Rachel Uffner Gallery is happy to current Artaud’s Shoe from latest Juxtapoz featured artist, Joshua Petker’s second solo exhibition on the gallery. Identified for his spellbinding work, Petker’s anachronistic layering of artwork historic imagery pulls the viewer into evocative narratives that span time and tradition. This exhibition options twelve new work that blur figuration and abstraction, inviting viewers into fantastical dreamworlds the place revelers, animals, and ghostly spectres intermingle.
NYC
The title references the enigmatic dying of French theatre director and avant-garde theorist Antonin Artaud, who was discovered seated on the foot of his mattress holding a shoe. This mysterious anecdote aligns with Artaud’s love for the surreal, disruption of typical theater, and embrace of the absurdity of life and artwork. In naming his present after Artaud, Petker pays homage not solely to the visionary author but additionally to the infinite interpretive potentialities of artmaking and the visceral, transformative engagement that it necessitates.

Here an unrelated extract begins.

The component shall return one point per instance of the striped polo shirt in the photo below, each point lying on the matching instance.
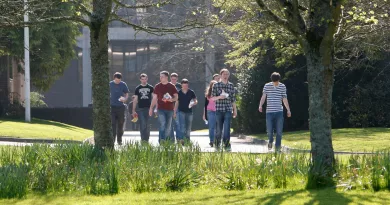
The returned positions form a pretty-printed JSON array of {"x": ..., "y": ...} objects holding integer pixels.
[{"x": 275, "y": 95}]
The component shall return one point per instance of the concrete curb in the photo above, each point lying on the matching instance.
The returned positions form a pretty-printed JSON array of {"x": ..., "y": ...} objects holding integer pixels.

Petker’s daring, saturated palettes borrow from psychedelic posters of the Nineteen Sixties, whereas his compositions recall the fractured planes of Cubism and the rhythmic dynamism of avant-garde cinema. Fruit Folly exemplifies Petker’s capacity to synthesize various influences into richly imagined tableaux. A single white cockatoo perches on a platter of fruit, taunting two growling greyhounds barely held again by a younger boy wearing Renaissance garb. Within the midground, round patterned flooring recedes abruptly into deep, impenetrable blue. Juxtaposed with the strain of the unfolding scene, two playful, oblivious spectres whirl previous, in pursuit of revels past the sides of the canvas. These ghostly figures, impressed by cartoon imagery from the Nineteen Sixties, usually float curiously via Petker’s imagined scenes, including whimsy to the stately temper of the central characters and talking to the simultaneous humor and gravitas of human expertise.
In Picnic Social gathering, a kaleidoscopic forest scene unfolds, populated by cheery figures – some strong and grounded, others illusory and translucent – who merge right into a riot of vibrant colour and fragmented varieties. 18th century picnic goers share house with caricatured phantom observers, unmooring the works from timelines of visible historical past and confines of actuality. As with a lot of Petker’s work, the portray suggests a rigidity between celebration and transience, between connection and the ephemeral nature of pleasure.
With Artaud’s Shoe, Petker invitations viewers to immerse themselves in a world the place frolicking characters from Northern European style work make merry with satirical apparitions from American animations, dissolving the boundaries of previous and current, right here and there. The acquainted turns into otherworldly and symbols tackle infinite meanings (or no which means in any respect). Directly playful and profound, the exhibition challenges viewers to carouse within the thriller and multiplicity of artmarking – a becoming tribute to the surreal legacy of Antonin Artaud.